Outside directors are not having the desired impact at Japanese companies in general. ‘High levels of retained cash in company balance sheets, low dividend-payout ratios and a slow pace on the unwinding of cross-shareholdings [where the company owns shares in a partner firm]’ are all adding to these concerns, Sugibuchi adds. ‘The first step in the introduction of outside directors is over,’ he says. ‘Our focus from now on is how outside directors work, monitoring the board and even confronting the CEO if necessary.’
Japan’s Financial Services Agency (FSA) is now preparing to revise and strengthen the existing code, which also allows companies to switch to a new governance structure by appointing statutory auditors as outside directors.
This is something Nintendo has taken advantage of, with all three of the firm’s outside directors having previously served as Nintendo auditors. Such individuals would not be considered independent directors in other jurisdictions, and their appointment is therefore unlikely to impress foreign investors.
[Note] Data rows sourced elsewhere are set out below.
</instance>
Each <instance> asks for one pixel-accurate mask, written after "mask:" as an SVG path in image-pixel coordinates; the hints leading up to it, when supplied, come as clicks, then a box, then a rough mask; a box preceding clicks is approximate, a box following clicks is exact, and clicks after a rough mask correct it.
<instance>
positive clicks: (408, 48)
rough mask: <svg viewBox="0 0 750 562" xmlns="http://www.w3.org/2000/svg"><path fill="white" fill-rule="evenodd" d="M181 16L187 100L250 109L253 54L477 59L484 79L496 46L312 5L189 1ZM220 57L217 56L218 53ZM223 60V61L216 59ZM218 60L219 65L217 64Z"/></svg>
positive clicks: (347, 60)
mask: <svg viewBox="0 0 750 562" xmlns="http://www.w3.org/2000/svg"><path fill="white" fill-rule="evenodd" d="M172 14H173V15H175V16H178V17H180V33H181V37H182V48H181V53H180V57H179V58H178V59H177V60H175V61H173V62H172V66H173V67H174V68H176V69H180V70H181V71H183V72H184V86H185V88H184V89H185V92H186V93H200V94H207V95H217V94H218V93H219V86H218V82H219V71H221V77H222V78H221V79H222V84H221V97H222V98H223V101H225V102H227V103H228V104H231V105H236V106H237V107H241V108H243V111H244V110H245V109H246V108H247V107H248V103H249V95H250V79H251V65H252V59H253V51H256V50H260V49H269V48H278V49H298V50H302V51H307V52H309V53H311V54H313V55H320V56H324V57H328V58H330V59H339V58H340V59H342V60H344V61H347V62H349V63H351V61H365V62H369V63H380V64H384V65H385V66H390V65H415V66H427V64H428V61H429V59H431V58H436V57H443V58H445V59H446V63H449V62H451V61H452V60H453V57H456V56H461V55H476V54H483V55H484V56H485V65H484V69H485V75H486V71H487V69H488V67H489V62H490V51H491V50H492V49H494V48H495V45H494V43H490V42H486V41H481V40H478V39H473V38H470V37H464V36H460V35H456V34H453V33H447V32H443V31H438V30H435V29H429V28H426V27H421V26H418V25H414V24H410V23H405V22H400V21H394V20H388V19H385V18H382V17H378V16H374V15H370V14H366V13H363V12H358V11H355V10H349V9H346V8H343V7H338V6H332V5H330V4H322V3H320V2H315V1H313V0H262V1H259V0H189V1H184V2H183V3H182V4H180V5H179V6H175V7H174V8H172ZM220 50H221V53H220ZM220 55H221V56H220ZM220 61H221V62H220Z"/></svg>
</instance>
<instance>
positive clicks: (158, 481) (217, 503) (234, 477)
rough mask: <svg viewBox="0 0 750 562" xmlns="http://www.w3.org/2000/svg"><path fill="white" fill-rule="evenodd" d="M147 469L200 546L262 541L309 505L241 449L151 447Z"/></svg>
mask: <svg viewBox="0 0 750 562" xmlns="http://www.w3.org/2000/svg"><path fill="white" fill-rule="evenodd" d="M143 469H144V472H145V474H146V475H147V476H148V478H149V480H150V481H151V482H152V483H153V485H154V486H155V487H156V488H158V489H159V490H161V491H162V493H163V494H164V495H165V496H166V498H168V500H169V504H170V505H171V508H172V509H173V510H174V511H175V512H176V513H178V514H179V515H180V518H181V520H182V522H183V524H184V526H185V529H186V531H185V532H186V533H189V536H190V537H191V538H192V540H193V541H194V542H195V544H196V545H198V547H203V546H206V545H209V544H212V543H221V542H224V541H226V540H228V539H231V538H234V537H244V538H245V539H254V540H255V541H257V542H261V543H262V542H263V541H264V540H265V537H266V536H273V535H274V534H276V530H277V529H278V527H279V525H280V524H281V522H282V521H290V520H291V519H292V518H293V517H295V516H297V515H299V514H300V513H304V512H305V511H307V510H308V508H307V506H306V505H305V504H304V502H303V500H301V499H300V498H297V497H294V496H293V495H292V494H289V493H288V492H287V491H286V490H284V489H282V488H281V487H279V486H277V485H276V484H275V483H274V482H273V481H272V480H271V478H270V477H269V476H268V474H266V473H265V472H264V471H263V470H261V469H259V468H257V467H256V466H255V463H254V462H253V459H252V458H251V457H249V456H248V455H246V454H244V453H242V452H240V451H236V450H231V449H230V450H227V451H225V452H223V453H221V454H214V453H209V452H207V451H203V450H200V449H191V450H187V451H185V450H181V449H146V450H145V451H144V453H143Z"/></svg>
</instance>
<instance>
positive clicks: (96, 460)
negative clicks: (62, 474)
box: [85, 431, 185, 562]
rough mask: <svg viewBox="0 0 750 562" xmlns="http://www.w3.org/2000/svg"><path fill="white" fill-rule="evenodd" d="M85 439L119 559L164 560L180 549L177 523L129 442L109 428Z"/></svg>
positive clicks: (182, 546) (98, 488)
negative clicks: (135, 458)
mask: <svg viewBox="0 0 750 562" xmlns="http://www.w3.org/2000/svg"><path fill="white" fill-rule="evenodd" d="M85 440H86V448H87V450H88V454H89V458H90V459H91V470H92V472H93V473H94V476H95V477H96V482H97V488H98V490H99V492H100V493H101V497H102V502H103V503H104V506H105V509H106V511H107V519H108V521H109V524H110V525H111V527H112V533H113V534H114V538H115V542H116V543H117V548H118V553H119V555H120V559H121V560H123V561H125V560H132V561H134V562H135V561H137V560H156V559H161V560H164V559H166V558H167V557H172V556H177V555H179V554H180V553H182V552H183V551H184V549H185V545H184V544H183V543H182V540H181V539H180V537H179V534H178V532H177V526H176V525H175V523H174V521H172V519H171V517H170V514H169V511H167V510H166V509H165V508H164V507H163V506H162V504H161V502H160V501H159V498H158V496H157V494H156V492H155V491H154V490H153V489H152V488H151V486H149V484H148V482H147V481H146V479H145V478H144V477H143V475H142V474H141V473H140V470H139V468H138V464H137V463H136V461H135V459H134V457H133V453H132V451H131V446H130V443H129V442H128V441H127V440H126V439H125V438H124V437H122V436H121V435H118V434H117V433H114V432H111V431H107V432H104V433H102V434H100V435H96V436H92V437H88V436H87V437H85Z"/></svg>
Sugibuchi notes that such moves are little reported on within Japan, partly because the practice is allowed under the code but also because, even in the media, there is ‘not a good understanding of corporate governance.’
The FSA is expected to publish its draft statement for changes to the code in June, with CEO performance, appointment and termination among other issues on the agenda. But Sugibuchi says it is companies’ philosophy that needs to change. ‘Traditionally, Japanese people respect seniority,’ he explains. ‘Thus, CEOs have strong leadership and board members will not strongly oppose them. But board members should understand that they work for the shareholders, not the CEO.’
The role of investors
As well as the introduction of the corporate governance code, 2014 also saw the FSA introduce a stewardship code to promote greater dialogue between investors and companies and push for governance reform – but again, progress has been slow.
‘There wasn’t much improvement in terms of the relationship between the buy side and companies in the first few years,’ Sugibuchi notes. In a renewed push last year, the government called on asset management firms to disclose their voting records at annual meetings, something the majority of asset management firms have now begun to do.
Japan’s Government Pension Investment Fund (GPIF) – the world’s largest pension fund with assets of around ¥162.67 tn as of September 2017 – has been increasingly focusing on governance. It does not invest directly in equities but via asset managers and ‘in order to improve productivity in the private sector, GPIF is demanding that asset managers build engagement with corporate management,’ says Sugibuchi. ‘It has a strong influence in the investment world, and its current focuses are corporate governance and ESG.’
In July 2017 MSCI launched two new ESG-focused indexes aimed at Japanese companies: the MSCI Japan Empowering Women Index and the MSCI Japan ESG Select Leaders Index, with the GPIF.
The country is also seeing a slight increase in shareholder activism, Sugibuchi adds. For example, GPIF has invested in Taiyo Pacific, a US activist fund targeting Japanese companies. Still, ‘Japanese institutional investors are reluctant to ally with aggressive foreign investors,’ Sugibuchi says, adding that if a campaign became a proxy fight at the AGM, ‘it seems unlikely minority shareholders could beat company management without teaming up with domestic investors.’
He says public campaigns are likely to have more of an impact as Japanese management values reputation.